Su quel letto, tra i baci, ogni cosa era stata sbattuta via.
Bucky rischiò di piangere, questa volta per la commozione; il gesto di Steve fu azzardato ma profondamente simbolico. Prima spogliò James, delicatamente, baciandogli il collo, carezzandogli i morbidi capelli scuri, tenendolo in uno stato di oscurità. Bucky rimase ad occhi chiusi e si fece cullare dalle mani di Steve, che mantenne il controllo. E quando il moro riuscì a riaprire gli occhi e a guardare Steve sopra di se, ansimando già in una posizione piuttosto impaziente ed esposta, chiese al tatuatore come mai stesse spogliando prima lui.
Steve sorrise, negli occhi si leggeva tutta l'estrema voglia di fissare il ragazzo sotto di lui. Ne era perdutamente attratto.
«Perché una bellezza come la tua non può essere messa a paragone con la mia, deve uscire fuori per prima.»
«Idiota.» Bucky rise dall'imbarazzo di quelle parole sempre dolci, porgendosi in avanti e baciandolo.
Quando la sua armatura, quella fatta di stoffa per nascondere il campo di battaglia sul suo braccio, venne tolta e appallottolata per finire in terra, Bucky si impose di trattenere il respiro.
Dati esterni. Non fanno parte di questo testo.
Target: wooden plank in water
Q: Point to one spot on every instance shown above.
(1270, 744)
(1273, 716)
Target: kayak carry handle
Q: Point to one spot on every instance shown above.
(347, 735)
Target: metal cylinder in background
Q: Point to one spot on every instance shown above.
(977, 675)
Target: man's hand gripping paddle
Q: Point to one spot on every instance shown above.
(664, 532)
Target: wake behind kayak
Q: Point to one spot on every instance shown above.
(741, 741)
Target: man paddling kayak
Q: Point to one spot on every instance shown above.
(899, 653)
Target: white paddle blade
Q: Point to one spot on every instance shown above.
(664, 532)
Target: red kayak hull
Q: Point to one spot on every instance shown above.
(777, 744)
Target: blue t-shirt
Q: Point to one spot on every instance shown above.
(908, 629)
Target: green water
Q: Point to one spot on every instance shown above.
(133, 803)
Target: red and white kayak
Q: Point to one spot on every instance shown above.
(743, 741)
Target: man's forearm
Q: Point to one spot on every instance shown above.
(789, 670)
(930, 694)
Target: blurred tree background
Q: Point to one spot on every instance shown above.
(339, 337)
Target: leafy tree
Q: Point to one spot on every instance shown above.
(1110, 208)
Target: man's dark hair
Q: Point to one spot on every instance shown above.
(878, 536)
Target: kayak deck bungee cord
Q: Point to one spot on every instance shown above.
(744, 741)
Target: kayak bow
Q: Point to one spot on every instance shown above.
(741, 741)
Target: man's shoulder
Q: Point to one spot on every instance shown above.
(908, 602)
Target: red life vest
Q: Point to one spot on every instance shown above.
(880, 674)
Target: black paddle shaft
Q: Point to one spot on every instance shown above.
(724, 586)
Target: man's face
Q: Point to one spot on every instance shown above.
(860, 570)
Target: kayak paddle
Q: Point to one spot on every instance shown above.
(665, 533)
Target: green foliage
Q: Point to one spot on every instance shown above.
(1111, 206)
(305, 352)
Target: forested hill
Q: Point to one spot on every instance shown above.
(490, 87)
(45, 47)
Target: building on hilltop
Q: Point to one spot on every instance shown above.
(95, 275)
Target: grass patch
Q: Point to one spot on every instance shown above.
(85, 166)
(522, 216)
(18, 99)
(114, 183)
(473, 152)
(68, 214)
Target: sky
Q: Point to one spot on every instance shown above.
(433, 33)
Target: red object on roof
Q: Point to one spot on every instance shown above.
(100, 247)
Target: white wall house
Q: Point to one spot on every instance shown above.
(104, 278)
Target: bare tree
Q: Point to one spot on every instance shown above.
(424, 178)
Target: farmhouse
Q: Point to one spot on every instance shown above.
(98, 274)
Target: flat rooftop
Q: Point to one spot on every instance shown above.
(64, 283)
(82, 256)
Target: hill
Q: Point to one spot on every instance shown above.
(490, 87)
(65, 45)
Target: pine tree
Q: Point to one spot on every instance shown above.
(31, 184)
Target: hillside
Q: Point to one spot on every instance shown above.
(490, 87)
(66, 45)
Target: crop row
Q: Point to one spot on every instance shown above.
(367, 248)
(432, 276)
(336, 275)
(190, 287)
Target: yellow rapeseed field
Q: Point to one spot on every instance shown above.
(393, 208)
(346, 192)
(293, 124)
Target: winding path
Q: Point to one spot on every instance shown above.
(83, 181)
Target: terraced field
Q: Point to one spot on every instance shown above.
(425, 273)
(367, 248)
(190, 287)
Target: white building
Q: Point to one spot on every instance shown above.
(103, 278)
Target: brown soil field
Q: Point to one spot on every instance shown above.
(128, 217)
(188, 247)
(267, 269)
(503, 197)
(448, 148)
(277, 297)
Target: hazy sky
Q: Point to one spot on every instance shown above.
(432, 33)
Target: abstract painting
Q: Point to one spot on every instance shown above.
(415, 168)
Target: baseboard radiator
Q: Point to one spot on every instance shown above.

Lo fece per tenere duro e non avere un crollo, come quando si ci tuffa da un dirupo per poi finire in acqua, ma d'istinto prendi una boccata d'aria ancora prima del salto.
Steve non si accanì a guardare le ferite, quelle potevano anche essere definite belle in quanto parte della vita di Bucky, ma non era ciò che veramente gli interessava. Sì sentì ad un'esposizione d'arte, in cui l'unico pensiero è fermarsi a guardare quell'opera preferita rivista un milione di volte solamente sui libri.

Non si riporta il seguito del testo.